- Born: Elaine Tettemer July 22, 1942 (age 83)
- Known for: Beneficial ownership of 16% of Koch Industries
- Spouse: E. Pierce Marshall ​ ​(m. 1965; died 2006)​
- Children: 2
- Relatives: J. Howard Marshall (father in-law) J. Howard Marshall III (brother in-law)

= Elaine Tettemer Marshall =

American billionaire heiress

Elaine Tettemer Marshall (born July 22, 1942) is an American billionaire heiress. Trusts for the benefit of Marshall and her two sons own the 16% beneficial interest in Koch Industries that were formerly owned by her husband, E. Pierce Marshall, to whom she was married from 1965 until his death in 2006. These shares were previously owned by her father in-law, J. Howard Marshall, who was married to actress Anna Nicole Smith in the last year of his life.

Elaine has been a member of the board of directors of Koch Industries since the 2006 death of her husband.

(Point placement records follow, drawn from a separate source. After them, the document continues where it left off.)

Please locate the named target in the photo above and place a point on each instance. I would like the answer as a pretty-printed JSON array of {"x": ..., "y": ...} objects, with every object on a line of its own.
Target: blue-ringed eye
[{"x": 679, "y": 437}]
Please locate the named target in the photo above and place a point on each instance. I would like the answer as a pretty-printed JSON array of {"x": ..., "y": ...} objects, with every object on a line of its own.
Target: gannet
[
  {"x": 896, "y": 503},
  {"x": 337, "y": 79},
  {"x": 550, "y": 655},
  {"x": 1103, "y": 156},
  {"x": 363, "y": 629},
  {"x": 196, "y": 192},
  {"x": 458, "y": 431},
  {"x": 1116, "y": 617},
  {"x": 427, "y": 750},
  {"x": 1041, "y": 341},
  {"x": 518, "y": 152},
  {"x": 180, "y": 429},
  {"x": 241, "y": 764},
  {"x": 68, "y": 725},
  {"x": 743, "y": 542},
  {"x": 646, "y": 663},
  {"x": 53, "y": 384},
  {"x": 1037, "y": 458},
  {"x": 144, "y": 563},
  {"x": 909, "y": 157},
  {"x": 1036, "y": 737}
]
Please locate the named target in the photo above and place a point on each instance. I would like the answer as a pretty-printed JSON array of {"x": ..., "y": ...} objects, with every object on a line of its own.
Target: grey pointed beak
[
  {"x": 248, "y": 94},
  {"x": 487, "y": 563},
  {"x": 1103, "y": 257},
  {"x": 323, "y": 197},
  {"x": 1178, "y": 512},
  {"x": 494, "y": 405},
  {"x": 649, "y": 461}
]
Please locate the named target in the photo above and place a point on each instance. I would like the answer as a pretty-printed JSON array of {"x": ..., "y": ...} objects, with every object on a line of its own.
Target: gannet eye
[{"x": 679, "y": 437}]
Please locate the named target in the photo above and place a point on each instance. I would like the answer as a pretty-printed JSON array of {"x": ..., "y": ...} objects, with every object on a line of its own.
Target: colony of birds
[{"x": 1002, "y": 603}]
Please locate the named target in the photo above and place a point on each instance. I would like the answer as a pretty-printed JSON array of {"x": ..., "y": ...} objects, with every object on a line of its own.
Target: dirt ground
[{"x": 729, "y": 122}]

As of October 2025, Marshall and her family are worth US$30.9 billion and are ranked 67th in the Forbes ranking of world's billionaires.

== Legal issues ==
After Anna Nicole Smith sued to lay a claim to the estate of J. Howard Marshall, Elaine's father in-law, Elaine was a party in several legal cases including Stern v. Marshall and Marshall v. Marshall. As a trustee and a beneficiary of various family trusts, she was also a defendant in a case, decided in 2014, regarding gift tax due from an indirect gift of shares of Koch Industries by her father in-law to these trusts in 1995.